Alum Post: The Year of the Coaster

Towards to end of my bridge year, every expert, friend, Peace Corps volunteer, and staff member warned the fellows that life after this, to say the least, would be a “roller-coaster”. By that, they meant that there would be a fair share of ups, downs, loops, side spins, twirls, jerks, and bumps. The description of a roller-coaster and the description of my bridge year, coupled with my re-entry, seemed to match up almost identically. It’s safe to say by now that they were right. Unfortunately for me, I had never been a very big fan of roller-coasters.
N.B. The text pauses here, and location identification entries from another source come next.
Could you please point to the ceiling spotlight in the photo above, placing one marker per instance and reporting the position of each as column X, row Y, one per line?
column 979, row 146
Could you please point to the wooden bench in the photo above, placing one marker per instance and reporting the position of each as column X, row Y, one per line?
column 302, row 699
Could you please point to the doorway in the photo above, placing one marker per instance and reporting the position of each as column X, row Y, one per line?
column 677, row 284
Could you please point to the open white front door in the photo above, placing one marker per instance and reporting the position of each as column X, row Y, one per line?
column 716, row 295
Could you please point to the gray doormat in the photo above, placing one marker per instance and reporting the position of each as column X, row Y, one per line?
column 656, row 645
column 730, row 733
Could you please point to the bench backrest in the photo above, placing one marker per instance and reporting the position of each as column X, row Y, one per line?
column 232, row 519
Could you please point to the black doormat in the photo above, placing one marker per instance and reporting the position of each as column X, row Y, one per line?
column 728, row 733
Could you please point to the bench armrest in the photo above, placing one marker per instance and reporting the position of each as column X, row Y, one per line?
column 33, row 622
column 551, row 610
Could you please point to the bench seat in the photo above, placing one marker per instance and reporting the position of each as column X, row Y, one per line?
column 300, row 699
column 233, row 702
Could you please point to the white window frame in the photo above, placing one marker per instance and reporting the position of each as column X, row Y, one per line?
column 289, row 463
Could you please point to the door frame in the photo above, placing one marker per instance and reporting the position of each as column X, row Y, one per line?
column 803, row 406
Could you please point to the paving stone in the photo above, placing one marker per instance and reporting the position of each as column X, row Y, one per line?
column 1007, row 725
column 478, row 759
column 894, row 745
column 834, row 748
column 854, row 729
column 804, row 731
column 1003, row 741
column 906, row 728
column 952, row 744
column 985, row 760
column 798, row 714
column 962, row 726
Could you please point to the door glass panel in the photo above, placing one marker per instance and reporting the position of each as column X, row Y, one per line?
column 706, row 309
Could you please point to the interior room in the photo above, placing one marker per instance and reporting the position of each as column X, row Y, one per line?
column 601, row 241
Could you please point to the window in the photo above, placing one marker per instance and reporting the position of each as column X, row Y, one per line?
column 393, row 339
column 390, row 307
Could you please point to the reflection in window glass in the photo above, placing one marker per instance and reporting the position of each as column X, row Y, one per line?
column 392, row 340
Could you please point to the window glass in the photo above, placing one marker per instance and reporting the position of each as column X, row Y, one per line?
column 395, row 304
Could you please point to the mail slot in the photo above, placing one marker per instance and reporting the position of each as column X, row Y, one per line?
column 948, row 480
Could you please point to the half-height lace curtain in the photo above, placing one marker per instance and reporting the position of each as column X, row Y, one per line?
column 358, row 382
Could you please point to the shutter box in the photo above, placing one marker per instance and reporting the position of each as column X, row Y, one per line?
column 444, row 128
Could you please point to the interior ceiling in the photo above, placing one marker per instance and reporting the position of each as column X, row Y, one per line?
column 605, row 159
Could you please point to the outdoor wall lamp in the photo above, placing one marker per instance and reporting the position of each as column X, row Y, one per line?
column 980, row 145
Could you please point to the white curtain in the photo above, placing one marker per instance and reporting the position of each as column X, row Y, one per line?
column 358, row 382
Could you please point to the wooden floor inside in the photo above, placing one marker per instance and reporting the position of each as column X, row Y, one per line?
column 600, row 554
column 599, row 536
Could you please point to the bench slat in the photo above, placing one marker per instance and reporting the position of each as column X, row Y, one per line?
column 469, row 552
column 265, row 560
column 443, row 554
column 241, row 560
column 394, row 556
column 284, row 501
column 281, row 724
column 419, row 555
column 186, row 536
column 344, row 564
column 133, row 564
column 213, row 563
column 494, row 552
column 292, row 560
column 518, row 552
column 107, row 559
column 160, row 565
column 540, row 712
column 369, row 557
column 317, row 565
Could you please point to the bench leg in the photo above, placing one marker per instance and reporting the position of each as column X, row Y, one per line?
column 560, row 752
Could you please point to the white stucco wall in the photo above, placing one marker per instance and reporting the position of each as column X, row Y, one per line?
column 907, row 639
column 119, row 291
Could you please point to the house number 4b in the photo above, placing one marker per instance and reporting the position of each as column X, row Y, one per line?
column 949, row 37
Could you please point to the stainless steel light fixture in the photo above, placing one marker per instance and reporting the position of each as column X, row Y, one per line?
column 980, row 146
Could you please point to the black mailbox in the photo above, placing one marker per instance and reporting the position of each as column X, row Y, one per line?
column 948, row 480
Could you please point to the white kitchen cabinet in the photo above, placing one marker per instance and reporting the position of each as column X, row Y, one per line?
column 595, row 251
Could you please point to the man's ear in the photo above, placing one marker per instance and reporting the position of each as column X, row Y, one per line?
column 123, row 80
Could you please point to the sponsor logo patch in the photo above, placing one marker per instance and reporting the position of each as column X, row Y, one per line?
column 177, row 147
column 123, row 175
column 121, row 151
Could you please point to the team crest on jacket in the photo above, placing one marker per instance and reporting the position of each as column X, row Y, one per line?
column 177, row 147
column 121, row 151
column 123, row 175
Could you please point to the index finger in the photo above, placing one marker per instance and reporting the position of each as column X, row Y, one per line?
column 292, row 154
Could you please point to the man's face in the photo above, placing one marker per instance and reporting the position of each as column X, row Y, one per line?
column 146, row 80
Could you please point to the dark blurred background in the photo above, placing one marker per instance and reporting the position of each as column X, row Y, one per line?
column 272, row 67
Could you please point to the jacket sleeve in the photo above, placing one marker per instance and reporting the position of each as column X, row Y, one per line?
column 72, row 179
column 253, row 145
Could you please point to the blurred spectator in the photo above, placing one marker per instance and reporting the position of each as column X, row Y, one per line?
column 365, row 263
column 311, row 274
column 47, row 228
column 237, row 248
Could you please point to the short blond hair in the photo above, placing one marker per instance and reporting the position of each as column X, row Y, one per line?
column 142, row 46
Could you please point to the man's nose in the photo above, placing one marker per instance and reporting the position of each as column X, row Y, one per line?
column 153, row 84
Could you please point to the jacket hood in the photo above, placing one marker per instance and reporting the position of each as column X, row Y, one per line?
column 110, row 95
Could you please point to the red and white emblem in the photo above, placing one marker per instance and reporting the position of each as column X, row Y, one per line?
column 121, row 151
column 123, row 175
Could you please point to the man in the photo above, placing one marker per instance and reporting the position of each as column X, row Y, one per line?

On Sunday I made the decision to face yet another fear: amusement park rides—the big ones. I’m talking some of the biggest, scariest, and steepest in all of the mid-west. There isn’t much to do here, so trust me when I say that these coasters are the real deal. And I couldn’t have been more against the idea—at first.

I came into the park with a deep, sickening gut feeling, wobbly legs, and a spinning head. I just couldn’t shake it. Everywhere I turned there was screaming, metal screeching, and the sounds of wheels hard-pressed against solid steel at sixty-plus miles an hour. I passed one by one, shaking my head in dismay until a member of my group nudged me with an elbow.
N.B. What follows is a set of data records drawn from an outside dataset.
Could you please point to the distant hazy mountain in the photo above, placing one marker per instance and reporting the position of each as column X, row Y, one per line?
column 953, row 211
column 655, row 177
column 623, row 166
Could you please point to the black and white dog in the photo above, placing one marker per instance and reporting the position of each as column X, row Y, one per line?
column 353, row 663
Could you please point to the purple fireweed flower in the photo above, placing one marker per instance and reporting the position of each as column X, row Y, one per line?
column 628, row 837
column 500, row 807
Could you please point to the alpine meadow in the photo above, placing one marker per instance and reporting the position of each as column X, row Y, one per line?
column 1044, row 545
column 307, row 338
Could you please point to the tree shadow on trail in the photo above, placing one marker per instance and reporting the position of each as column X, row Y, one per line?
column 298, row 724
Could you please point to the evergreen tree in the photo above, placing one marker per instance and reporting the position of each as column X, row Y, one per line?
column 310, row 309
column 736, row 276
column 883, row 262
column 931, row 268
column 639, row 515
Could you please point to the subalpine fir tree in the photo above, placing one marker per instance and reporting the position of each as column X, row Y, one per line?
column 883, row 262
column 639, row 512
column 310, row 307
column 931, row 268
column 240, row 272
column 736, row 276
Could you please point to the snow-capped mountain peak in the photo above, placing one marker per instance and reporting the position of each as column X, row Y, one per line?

“Roll the dice,” he said. “Take a chance; you can do this.”

Something familiar rang in the back of my head. Here I was, almost a year after hiking on the back of the biggest adventure of my young life and feeling the same feeling. Things had come full circle faster than I felt like I could ever process them. Change, relationships, new language, culture, and life had all taken a toll on the old fear and turned it into new gusto. So where was this bravery? I remember clearly overcoming and facing this same gut-wrenching, brain-tugging vortex of emotion. And I remember winning against it. The real roller-coaster was not in this amusement park, it was in the Global Citizen Year that I worked so hard to achieve. I HAD taken a chance, I did get off the ride alive, and when I turned back to look at what I’d done, the drops and twists from the ride I jumped onto in September never overlooked the pride and dignity I gained from getting off. There was no reason that anything should stop me now, especially not an amusement park ride on my home turf.
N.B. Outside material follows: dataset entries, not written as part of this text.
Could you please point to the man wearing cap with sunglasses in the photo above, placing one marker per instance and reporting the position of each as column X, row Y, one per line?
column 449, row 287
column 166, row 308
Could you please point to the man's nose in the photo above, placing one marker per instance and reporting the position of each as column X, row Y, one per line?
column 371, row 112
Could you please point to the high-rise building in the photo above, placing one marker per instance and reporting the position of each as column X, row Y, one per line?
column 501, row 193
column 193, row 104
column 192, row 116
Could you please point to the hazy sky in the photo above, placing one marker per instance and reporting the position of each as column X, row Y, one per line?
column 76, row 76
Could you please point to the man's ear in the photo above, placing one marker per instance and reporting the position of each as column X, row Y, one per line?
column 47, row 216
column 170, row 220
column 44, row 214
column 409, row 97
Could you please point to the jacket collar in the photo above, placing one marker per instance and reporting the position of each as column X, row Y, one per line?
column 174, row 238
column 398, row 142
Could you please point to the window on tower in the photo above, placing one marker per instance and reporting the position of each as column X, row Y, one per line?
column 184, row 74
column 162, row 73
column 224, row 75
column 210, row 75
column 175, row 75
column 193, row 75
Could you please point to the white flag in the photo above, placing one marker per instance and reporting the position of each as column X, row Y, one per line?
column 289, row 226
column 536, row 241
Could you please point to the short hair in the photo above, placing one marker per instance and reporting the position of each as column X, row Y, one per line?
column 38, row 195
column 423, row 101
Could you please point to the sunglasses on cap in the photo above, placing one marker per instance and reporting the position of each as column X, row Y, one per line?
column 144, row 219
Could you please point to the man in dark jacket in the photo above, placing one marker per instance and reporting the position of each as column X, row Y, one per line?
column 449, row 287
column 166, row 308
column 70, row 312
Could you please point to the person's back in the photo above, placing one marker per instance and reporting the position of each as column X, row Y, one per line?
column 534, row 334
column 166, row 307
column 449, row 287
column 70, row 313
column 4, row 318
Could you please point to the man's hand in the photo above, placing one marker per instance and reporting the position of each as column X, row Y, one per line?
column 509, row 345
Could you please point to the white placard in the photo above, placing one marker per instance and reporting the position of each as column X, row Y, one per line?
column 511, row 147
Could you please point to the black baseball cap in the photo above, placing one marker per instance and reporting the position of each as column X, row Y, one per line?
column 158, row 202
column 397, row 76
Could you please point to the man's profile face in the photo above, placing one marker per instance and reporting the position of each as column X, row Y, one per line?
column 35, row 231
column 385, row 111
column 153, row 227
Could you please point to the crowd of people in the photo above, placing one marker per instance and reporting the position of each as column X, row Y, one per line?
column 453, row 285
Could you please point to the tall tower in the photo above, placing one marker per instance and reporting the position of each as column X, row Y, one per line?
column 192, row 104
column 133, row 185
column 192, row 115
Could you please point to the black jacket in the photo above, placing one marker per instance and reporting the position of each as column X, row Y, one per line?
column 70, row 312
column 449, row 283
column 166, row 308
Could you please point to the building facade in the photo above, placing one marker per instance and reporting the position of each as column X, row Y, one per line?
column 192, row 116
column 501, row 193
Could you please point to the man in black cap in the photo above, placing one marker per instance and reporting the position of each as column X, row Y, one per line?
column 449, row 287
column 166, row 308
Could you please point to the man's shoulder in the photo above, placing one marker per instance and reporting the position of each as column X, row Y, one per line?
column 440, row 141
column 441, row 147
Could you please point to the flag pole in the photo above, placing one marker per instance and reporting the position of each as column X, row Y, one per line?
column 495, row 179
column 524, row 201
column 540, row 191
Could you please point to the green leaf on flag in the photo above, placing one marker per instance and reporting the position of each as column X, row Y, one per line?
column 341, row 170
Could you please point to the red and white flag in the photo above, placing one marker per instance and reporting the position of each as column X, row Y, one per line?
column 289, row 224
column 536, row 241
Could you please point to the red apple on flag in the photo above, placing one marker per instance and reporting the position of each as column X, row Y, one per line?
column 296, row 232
I smiled at this realization and looked up to the friend on my shoulder. I was in line before I knew it and everything familiar came sweeping back to me. Waiting in line was like waiting to take off on my first flight, boarding the car was like landing in a new country, the exhilaration of the up, and the terror of the down described to the point—in a shorter amount of time—what it was like to face this past year. And in a short minute the ride was over with only a memory and a swelling of great pride to turn around and look back on. But I couldn’t have been happier. Here I was, bringing the year of my life full-circle, facing the tough swirl and change of both a roller-coaster of life on a bridge year, as well as the literal rides at parks. And I didn’t stop at one real ride; I rode all of them in the park. And I won’t stop here; I will continue to find life’s greatest adventures because I know that when I look back, I will come to find how much there is to love about a life of roller-coasters. It was worth it then, and it’s worth it now.